The certificate must:
- Be issued by an official government authority (police / ministry of interior / national security bureau: varies by country).
- Cover your residence(s) for the last 5 years. If you lived abroad, you may need clearance from that country too.
- Be notarised and (usually) apostilled/legalised: see the notarisation rules below.
- Be translated into English or Chinese if issued in another language, with the translation notarised.
Processing time varies wildly by country: 3 days in the UK, 2 weeks in India, 4–8 weeks in Pakistan, 6+ weeks in Nigeria. Start this process the moment you decide to apply: it is the single most common cause of missed deadlines.
4.How does notarization and attestation work for China applications?
Three layers, in order:
- Notarisation: a local notary public verifies your document (or its translation) is a true copy of the original. Cheapest step, around USD 10–50.
- Apostille (for Hague Convention countries, around 120+ countries including India, Pakistan, the UK, Nigeria, most of Europe): your Ministry of Foreign Affairs certifies the notary itself. This is what makes the document accepted in China as of March 2023, when China joined the Hague Apostille Convention.
- Embassy legalisation (for non-Hague countries). MoFA + Chinese embassy each stamp the document. Slower, more expensive.
Which documents typically need this chain: degree certificate, transcript, birth certificate, police clearance, sometimes recommendation letters.
Cost: USD 100–300 per full chain, more if you use a service agent. Time: 2–6 weeks depending on country. Some universities accept notarised copies only (skip apostille); most require the full apostilled version. Always match your specific target university's instructions.

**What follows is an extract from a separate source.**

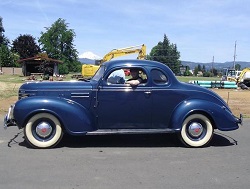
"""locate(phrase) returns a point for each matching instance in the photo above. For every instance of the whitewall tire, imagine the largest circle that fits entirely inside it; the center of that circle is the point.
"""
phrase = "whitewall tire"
(197, 131)
(43, 130)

Full checklist and country-specific notes on our CSC Overview.
5.Who should write my recommendation letters?
For Master's and PhD, CSC and most universities require two recommendation letters from professors or associate professors at your most recent university.
Ranking of ideal recommenders (strongest to weakest):
- Full professor who taught you and knows your work personally: strongest.

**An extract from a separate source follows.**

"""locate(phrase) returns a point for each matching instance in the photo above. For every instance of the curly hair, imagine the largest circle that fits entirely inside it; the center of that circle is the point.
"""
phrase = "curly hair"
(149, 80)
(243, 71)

- Associate professor in your major department: very strong.
- Assistant professor / lecturer who supervised your thesis: acceptable, especially if they can speak to your research capacity.
- Employer / manager: only accepted as a second letter if you have significant post-graduation work experience. Rarely accepted as a sole recommender.
- Family friend "professor," or someone who does not actually know your work: weakens your application; reviewers can tell.
The letter should be 1 page, on official university letterhead, signed, dated, with the professor's title, department, university email, and phone. Content should include: how the professor knows you, your specific academic strengths with concrete examples, comparison to peers ("top 5% of the 200 students I have taught"), and a clear recommendation.
Ready-to-adapt recommendation letter templates for professors to review and sign are on our Templates page. Ask your professors early: a good letter takes them 30–60 minutes.
6.Can I apply with a provisional degree certificate?
Yes. Almost every Chinese university accepts a certificate of expected graduation (also called "provisional degree certificate" or "letter of expected completion") from your current university, stating your enrolled program, expected graduation date, and current GPA.
Your final admission is then conditional on submitting the final degree certificate before enrolment: usually by mid-August for the September intake. If your graduation is delayed and you cannot produce the final certificate by then, your admission may be deferred to the following intake.
The provisional certificate must be:
- On official university letterhead
- Signed by the registrar or dean of the faculty
- Stamped with the university seal
- Explicit about your expected graduation date
- Translated + notarised if not in English
If your university refuses to issue such a letter, ask specifically for an "enrolment verification letter" plus a "transcript showing all completed credits and remaining credits": this combination is also accepted by most Chinese universities.